Elastic Computing - WT8P's Notes to Self

With my products’ release imminent, I spent last weekend coaxing Amazon’s Elastic Computing Cloud (ECC) into action. The ECC is appealing for a few reasons:

It’s someone else’s high-throughput network – product distributions, especially with demo files, are in the hundreds of megabytes. The T1 at work is 1.4Mb/s. Sharing, firewalls, and proxies reduce my desktop’s throughput to 80Kb/s. If it’s a weekend, or freaky hours, it’s sometimes higher. Downloading an 120Mb file would take over 20 minutes. Amazon offers a 250Mb/s link. I couldn’t afford one of my own.
Scalable up and down. For the first few weeks of a release, there is a spike in downloads. During my last major release, there were times when we had hundreds of concurrent connections. We set up an external download site, but even that had bogged down. As many want a year-long contract, it’s not cost effective to have more than one for the one month that we really need it. (See pricing, below.) With the EC2, I can replicate “instances” within hours. When the load subsides, they’re easily removed.
I pay for what I use. Pricing for is based on a formula:

$0.10 per hour for each server instance
$0.10 per GB – uploaded data
$0.18 per GB – first 10 TB / month downloaded ($0.16 next 40TB, $0.13 over 50Tb)

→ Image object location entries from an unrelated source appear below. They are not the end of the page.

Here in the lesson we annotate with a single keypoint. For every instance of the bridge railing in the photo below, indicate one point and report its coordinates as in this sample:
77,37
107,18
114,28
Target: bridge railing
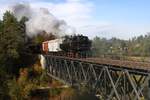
105,80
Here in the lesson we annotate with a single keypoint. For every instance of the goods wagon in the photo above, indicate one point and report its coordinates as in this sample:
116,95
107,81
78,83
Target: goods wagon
71,46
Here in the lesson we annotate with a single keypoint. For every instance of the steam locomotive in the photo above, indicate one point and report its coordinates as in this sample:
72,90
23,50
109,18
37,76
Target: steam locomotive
76,46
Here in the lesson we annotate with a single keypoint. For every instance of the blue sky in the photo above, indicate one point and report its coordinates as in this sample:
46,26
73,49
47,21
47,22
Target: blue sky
106,18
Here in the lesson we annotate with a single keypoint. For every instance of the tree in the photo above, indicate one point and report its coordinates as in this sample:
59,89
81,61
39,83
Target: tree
11,43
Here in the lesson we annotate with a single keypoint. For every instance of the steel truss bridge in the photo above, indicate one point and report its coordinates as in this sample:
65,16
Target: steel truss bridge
110,82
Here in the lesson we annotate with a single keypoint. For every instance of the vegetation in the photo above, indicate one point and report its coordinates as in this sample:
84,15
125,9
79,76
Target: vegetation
137,47
20,77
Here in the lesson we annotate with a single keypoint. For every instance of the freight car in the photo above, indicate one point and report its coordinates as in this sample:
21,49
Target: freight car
70,46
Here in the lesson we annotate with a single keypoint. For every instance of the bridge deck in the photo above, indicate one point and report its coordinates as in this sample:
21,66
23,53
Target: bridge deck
117,63
121,63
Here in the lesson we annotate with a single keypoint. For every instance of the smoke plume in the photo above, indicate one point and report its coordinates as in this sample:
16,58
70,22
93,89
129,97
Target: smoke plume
39,20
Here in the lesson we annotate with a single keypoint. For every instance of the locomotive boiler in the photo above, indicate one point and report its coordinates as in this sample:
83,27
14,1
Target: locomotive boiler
71,46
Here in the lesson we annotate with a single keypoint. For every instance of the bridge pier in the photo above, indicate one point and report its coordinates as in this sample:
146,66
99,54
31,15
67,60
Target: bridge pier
108,81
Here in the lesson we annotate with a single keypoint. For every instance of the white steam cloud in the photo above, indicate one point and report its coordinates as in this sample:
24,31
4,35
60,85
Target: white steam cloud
39,20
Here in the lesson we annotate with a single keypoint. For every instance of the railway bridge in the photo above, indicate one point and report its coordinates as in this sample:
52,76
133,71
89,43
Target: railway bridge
110,79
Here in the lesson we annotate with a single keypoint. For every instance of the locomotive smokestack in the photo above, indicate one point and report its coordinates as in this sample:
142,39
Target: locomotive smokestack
39,20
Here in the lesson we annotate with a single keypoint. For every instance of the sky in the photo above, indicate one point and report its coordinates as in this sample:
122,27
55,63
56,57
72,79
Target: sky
105,18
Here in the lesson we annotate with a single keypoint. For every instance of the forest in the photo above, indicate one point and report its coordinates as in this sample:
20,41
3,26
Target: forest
135,47
20,71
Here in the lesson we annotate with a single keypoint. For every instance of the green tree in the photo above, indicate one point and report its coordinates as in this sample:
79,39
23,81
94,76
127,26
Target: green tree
11,43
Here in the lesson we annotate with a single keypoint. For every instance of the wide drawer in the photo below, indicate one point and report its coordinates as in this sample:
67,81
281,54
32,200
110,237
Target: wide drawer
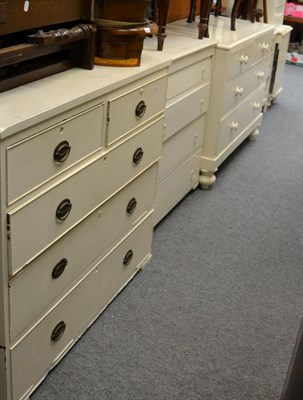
188,77
263,46
48,217
130,110
181,145
186,109
37,287
176,185
238,89
239,60
237,121
35,160
41,349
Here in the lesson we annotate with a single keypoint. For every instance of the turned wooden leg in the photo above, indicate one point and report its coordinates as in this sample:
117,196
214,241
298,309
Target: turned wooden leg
163,6
205,9
218,7
234,14
207,178
192,12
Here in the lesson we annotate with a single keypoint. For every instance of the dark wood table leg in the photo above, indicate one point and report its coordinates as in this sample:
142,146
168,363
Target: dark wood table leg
192,12
234,14
163,7
205,9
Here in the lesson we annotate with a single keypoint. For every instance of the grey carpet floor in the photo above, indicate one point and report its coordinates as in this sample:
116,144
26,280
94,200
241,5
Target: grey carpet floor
215,314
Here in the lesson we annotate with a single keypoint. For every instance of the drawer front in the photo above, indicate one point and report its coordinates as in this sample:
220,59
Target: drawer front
263,46
180,113
188,77
239,60
88,298
37,287
39,158
181,145
238,89
235,123
130,110
81,193
176,185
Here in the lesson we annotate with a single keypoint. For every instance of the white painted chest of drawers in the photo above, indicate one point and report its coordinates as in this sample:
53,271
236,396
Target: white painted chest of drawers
79,167
187,99
242,66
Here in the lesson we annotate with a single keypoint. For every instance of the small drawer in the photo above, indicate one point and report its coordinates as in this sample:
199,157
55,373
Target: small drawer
188,77
182,145
263,46
130,110
53,214
239,60
180,113
235,123
47,278
48,341
238,89
37,159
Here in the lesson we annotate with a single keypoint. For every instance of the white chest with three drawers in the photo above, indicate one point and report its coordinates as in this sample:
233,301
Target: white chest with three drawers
242,65
187,99
79,166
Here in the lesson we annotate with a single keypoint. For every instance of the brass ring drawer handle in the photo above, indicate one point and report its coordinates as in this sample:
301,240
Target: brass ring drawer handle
63,209
131,206
59,268
62,151
138,154
140,109
58,331
128,257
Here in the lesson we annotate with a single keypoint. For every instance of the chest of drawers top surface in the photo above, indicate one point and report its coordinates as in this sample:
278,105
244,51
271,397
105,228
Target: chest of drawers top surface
35,102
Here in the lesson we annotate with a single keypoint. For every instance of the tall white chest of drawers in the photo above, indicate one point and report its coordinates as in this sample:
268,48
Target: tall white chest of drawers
187,101
242,66
79,166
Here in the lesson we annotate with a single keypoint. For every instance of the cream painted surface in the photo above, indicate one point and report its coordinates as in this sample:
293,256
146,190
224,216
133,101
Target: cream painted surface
275,11
86,190
241,68
33,291
30,162
183,110
121,112
176,185
89,298
237,90
181,146
188,77
233,125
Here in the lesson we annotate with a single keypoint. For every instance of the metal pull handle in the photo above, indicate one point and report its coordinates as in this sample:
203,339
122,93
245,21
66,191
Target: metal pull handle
62,151
63,209
59,268
256,105
140,109
264,46
260,75
131,206
138,155
58,331
128,257
238,91
243,59
234,126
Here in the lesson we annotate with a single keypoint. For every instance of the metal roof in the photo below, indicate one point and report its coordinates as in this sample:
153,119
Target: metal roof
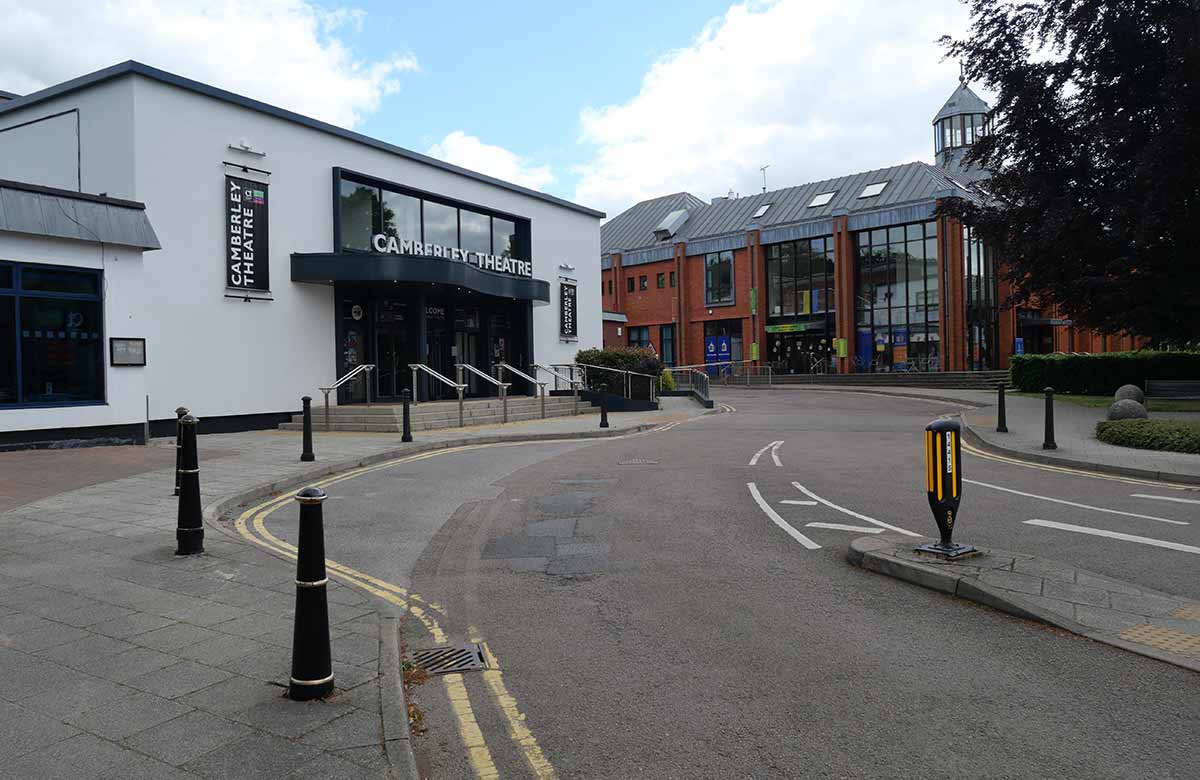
634,227
963,101
199,88
906,185
63,214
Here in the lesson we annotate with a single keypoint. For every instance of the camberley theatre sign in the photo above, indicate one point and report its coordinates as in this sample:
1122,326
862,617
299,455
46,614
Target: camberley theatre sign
391,245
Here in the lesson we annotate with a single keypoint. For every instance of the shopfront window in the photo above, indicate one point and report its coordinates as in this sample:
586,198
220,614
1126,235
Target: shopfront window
897,304
719,279
52,349
666,345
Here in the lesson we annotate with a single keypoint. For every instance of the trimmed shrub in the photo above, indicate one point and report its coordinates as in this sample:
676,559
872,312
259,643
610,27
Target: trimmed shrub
1169,436
624,359
1131,393
1102,373
1127,409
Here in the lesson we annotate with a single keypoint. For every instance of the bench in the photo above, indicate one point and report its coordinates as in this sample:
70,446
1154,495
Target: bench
1173,389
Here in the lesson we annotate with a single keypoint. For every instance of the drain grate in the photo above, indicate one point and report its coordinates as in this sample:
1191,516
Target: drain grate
450,659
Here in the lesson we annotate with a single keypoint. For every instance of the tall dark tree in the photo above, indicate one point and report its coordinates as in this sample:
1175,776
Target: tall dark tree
1095,156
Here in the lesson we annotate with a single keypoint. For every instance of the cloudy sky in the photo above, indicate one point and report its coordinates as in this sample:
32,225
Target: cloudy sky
601,103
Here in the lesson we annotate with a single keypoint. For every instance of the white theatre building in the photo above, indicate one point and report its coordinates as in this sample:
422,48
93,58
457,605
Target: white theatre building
161,238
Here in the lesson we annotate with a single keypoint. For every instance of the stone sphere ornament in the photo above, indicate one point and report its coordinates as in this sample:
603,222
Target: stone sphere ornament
1129,393
1127,409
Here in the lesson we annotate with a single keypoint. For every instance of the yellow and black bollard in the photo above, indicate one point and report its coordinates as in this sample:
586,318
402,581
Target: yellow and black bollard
943,484
312,672
190,521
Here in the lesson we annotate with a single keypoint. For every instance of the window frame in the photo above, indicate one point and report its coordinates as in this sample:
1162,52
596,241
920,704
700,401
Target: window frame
17,293
709,300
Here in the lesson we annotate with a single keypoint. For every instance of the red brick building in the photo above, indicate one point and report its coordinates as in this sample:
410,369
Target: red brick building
845,275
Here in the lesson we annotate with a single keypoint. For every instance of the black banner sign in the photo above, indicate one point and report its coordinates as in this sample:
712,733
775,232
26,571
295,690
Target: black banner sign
247,265
568,321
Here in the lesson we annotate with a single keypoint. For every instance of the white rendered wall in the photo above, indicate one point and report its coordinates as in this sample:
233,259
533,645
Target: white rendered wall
47,153
124,317
228,357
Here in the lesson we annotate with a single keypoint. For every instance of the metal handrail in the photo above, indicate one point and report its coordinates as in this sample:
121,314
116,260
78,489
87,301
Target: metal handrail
541,385
571,382
363,369
456,385
502,385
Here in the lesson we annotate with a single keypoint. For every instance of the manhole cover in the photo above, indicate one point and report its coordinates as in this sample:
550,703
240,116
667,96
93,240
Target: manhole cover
450,659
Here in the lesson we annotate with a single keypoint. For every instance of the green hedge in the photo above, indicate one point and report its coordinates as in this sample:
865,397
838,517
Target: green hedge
1170,436
625,359
1101,373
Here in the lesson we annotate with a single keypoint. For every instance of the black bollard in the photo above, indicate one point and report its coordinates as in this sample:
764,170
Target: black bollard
312,672
1049,443
179,432
1001,415
406,397
943,484
190,527
306,401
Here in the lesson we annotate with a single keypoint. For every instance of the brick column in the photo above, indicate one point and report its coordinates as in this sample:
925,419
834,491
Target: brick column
844,289
681,304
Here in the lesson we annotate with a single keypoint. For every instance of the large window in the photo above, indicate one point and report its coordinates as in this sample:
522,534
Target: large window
719,279
897,304
666,345
367,208
52,349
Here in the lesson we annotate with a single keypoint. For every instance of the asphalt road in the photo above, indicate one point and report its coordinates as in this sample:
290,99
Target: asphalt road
652,621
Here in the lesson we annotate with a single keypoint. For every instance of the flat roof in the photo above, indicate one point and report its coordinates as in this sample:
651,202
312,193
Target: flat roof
133,67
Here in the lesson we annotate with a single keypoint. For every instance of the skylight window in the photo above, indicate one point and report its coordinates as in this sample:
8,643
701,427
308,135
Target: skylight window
873,190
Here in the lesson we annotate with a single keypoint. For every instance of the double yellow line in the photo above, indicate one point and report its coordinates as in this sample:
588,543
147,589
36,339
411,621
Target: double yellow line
251,525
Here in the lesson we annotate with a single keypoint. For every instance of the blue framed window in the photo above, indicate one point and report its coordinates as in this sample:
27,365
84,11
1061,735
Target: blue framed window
52,340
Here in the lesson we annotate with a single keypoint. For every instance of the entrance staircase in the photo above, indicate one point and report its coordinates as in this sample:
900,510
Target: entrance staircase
945,379
388,418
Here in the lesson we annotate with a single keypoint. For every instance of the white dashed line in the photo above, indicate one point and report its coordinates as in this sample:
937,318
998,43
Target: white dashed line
1114,534
857,529
1095,509
852,514
779,521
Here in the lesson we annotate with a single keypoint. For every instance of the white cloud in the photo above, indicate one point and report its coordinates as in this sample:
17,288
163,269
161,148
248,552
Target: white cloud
471,153
288,53
815,89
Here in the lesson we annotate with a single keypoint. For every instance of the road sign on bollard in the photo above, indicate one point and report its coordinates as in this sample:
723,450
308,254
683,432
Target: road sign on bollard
190,522
943,484
312,671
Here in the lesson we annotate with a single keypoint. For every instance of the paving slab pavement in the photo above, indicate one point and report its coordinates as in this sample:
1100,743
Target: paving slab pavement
121,660
1132,617
1074,432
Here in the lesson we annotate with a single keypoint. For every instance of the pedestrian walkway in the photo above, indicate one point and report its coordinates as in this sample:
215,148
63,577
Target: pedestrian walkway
1074,432
124,661
1134,618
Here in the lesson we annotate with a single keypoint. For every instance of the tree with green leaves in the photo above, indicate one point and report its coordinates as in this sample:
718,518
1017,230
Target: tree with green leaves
1095,195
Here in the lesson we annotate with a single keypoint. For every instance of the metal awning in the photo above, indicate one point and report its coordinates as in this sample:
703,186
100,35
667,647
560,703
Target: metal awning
63,214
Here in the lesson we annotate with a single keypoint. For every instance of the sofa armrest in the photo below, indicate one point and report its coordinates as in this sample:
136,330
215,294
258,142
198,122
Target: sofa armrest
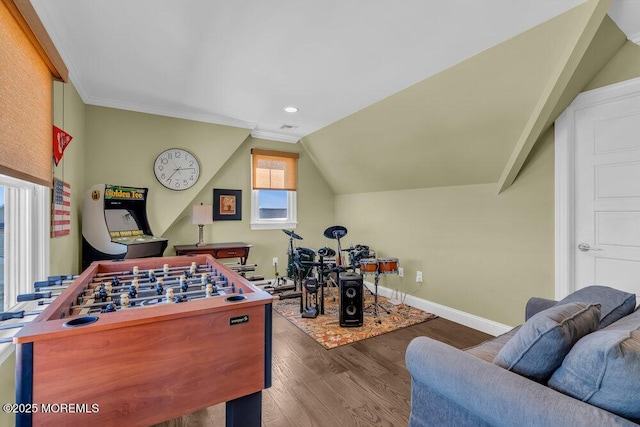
536,305
487,394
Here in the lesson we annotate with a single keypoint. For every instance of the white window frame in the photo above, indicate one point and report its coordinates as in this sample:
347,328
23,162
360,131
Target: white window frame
290,222
27,229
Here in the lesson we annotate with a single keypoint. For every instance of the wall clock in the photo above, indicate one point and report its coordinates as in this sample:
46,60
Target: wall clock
176,169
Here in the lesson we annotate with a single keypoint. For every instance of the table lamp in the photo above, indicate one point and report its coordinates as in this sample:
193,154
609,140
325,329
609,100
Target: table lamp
201,215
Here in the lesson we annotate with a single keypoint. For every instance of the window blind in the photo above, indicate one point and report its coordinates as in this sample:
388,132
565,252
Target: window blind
274,170
26,91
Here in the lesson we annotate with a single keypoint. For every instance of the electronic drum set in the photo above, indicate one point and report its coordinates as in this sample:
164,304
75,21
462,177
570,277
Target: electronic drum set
311,271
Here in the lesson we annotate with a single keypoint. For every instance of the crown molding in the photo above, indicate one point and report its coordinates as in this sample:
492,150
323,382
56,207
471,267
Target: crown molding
199,117
274,136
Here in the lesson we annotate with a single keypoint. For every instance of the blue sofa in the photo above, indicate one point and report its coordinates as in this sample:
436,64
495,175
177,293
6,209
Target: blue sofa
489,385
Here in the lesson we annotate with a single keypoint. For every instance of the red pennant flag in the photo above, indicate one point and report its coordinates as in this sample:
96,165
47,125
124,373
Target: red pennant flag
60,141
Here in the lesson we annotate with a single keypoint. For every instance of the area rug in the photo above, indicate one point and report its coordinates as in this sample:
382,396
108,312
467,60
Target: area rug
326,329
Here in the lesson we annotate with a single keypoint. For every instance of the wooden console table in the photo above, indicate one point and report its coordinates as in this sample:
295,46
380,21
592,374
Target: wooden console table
217,250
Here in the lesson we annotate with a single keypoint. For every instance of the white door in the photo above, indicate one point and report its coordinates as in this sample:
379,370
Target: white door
605,248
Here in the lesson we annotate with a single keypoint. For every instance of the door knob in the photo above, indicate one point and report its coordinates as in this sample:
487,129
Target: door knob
584,247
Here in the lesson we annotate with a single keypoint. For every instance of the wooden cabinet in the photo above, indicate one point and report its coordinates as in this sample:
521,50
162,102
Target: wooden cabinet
217,250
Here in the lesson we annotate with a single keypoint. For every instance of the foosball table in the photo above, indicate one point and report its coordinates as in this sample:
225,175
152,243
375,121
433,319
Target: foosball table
141,341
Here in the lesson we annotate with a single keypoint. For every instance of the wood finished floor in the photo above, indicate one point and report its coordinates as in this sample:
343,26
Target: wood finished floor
361,384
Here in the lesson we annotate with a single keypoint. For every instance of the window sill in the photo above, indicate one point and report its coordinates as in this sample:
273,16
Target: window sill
273,225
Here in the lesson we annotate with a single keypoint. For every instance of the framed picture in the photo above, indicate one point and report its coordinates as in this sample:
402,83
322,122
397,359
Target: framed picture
227,205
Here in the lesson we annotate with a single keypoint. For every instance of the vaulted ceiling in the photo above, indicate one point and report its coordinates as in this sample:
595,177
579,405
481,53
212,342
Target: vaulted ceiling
391,95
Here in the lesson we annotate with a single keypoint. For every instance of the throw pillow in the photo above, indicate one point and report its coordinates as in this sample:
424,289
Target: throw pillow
539,347
603,369
614,304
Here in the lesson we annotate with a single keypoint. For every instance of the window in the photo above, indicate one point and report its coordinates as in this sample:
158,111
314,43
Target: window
25,256
274,186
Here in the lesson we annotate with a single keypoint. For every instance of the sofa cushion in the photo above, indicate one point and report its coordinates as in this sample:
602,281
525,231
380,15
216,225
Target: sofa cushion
539,347
603,369
488,349
614,304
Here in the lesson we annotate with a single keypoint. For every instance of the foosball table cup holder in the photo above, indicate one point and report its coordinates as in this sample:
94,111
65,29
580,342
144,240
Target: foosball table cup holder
80,321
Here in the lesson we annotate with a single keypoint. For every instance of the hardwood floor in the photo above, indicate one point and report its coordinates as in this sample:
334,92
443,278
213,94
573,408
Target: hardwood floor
361,384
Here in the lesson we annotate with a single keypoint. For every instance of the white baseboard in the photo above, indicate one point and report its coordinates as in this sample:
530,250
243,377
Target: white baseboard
472,321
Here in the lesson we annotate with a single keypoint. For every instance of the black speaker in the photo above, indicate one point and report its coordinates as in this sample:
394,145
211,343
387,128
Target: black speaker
351,299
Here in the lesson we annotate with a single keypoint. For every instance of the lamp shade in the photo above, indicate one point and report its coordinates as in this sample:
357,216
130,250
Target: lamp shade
202,214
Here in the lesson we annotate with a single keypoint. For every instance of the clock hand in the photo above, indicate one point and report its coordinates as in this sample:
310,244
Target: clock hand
174,172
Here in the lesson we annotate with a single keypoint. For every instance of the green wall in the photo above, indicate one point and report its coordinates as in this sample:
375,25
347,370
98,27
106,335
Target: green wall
122,146
480,252
315,210
68,114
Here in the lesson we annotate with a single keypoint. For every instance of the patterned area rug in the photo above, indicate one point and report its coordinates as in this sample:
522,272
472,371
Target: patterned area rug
326,329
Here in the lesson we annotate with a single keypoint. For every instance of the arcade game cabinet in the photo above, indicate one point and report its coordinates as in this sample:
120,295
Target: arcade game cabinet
115,225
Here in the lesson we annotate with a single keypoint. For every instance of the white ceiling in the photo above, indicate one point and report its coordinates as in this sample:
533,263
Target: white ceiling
239,62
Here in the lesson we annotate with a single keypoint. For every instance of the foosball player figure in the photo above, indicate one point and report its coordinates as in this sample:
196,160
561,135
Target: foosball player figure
184,286
133,292
109,308
124,300
102,294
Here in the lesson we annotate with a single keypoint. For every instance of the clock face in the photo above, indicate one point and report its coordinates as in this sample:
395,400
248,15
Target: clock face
176,169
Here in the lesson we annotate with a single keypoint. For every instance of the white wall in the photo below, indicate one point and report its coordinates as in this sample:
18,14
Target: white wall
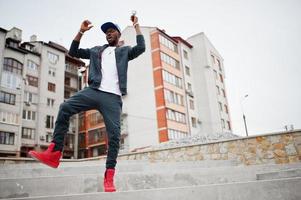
140,104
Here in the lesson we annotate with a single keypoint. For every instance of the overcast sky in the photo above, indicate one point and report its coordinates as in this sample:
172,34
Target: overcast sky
260,41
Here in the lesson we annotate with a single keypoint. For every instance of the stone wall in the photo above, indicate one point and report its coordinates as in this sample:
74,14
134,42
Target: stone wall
274,148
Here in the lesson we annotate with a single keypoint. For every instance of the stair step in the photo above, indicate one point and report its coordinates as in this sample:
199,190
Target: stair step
83,183
278,189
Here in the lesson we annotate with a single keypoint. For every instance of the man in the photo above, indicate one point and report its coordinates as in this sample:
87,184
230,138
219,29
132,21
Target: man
107,83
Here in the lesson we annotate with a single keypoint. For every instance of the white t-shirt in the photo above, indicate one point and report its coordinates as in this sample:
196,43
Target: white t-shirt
109,81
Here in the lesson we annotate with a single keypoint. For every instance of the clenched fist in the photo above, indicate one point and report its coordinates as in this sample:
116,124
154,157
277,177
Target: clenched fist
85,26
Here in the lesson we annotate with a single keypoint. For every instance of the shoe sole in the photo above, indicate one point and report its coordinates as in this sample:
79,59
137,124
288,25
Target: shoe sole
41,160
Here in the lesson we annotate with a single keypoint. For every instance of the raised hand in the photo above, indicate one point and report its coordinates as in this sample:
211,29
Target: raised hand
85,26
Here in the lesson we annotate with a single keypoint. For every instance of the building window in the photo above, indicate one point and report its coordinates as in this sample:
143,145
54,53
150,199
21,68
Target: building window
50,102
176,116
95,118
226,108
173,97
187,71
189,87
51,71
218,91
67,81
67,94
13,44
221,78
53,58
30,97
173,79
166,42
219,64
8,117
176,134
33,81
229,125
49,121
169,60
12,65
7,138
11,80
191,103
223,123
220,106
212,59
7,98
49,137
28,133
193,122
32,65
51,87
215,74
185,54
224,93
29,115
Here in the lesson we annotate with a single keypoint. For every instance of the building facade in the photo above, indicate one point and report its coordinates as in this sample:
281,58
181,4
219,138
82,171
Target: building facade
171,94
32,74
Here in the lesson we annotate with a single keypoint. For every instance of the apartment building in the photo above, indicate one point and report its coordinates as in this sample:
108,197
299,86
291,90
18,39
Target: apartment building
171,94
175,89
209,81
32,74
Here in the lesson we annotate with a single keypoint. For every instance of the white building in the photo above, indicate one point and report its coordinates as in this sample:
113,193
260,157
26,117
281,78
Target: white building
32,76
174,89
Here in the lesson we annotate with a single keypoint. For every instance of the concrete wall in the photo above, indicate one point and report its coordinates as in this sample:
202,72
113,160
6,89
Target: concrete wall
205,85
274,148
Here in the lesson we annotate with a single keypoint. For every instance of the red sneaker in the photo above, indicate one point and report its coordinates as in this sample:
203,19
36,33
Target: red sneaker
108,182
48,157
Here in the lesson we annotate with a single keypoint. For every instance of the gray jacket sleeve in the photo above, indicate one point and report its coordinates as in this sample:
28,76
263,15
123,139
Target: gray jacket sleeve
74,51
137,50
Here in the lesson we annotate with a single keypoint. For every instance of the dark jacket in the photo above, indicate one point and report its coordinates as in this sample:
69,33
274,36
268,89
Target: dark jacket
123,54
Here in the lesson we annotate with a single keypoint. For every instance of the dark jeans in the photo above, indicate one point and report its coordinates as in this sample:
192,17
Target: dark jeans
108,104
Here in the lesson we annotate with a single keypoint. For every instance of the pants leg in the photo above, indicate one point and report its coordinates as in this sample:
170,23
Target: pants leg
111,107
82,101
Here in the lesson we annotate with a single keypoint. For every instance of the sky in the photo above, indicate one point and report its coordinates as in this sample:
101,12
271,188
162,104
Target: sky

Multiplied out, it’s a very reasonable way to temporarily scale up the resources. For the download peaks, I’m estimating it’ll cost me about $200 for the first month after the product release. It scales back to $80/month. And that’s for a pretty reliable network.

In comparison, the file hosting services I’ve contacted wanted $200/month for allotments rooted in a 1990s mindset: 5Gb of storage and 20Gb transfer per month. Overage was $1.00/Gb. The overage during the first month of a release would buy a new bicycle. The hosting services were nonplussed as to why I thought this was a bad deal. They were also unwilling to budge on price.

For my use case, ECC sounds great. Except the system appears to have been acquired from different companies. I needed three sets of accounts:

Amazon Web Services (AWS). Associated with this are an account ID (e.g. 5150–1984–0812), a subscription ID (optional, since I’m an old customer), and a key pair whose public key that looks like “123LOVE28CHOCOLATE5.” I had one from 2002 when I had set up an AWS store, but I needed to dig out the information by logging into my separate, Amazon Associates account.
Amazon S3 (simple storage solution). I had set up one of these accounts in March. The sample tools provided were cryptic in their use. I managed to hook it up to my web server, but found the model useless because my web server would first try to download the file before sending it to the end-user. What was amusing was being billed $0.02 a month for the test file I had sitting there. I thought they ought to just batch it up at $5 minimum, or pre-bill me in $5 increments. Writing up the expense report for the two bits is a waste of time.
EC2 (Elastic Computing Cloud). Setting this up required generation of an X.509 certificate.

Keeping the accounts, logins, certificates, and keys straight made installation fomplicated. Steps were:

Download the command-line tools. To run them, I needed to install a newer Java Runtime Environment on my web host. The ec2 command processes kept getting killed for exceeding cpu/size limits. Fallback: my Windows desktop at work. I ensured the auto-update feature was shut off.
Set up a bunch of environment variables. This is where the instructions would have benefited from a technical writer. Just list all of the environment variables up front: JAVA_HOME, EC2_HOME, EC2_PRIVATE_KEY, EC2_CERT, and PATH.
Generate a PEM encoded X.509 key pair. I have no idea what this means, but I do know that choosing long, unique names that only our robotic overlords would love affects usability. For example, instead of using this in every subsequent example:

/mnt/pk.Th1snAmE5UcK5A55WHyTh37734d0TH3yD007h15.pem

Try this:

/mnt/pk.pem
Using puttygen, convert the private key to something “putty” (the secure shell for windows) uses.
Install and start a server “instance.”
Authorize network access to ports 22 (ssh) and 80 (http).
Use secure shell to login. Since there’s no password for root, I had to manually configure putty to load the certificate I generated previously. As far as I can tell, this isn’t saved anywhere for reuse. (This is a limitation of putty.)
Everything on the system was already running.
Uploading 4Gb of files took about twelve hours. I didn’t wait.
Make a system snapshot for future restoration and replication. Their instructions had some errors, but once corrected, the script runs for about two hours creating a virtual file system, compressing it, then splitting it into digestible subunits.
Upload the snapshot to S3. This was very quick.

Network performance with one server instance during the initial beta period has exceeded expectations. An European customer saw throughput of over 15x what they’d been used to. Best endorsement: “Do you have a server in Europe?” Accurate answer: “It’s on the Internets. Somewhere.” No one has complained about the increased download size.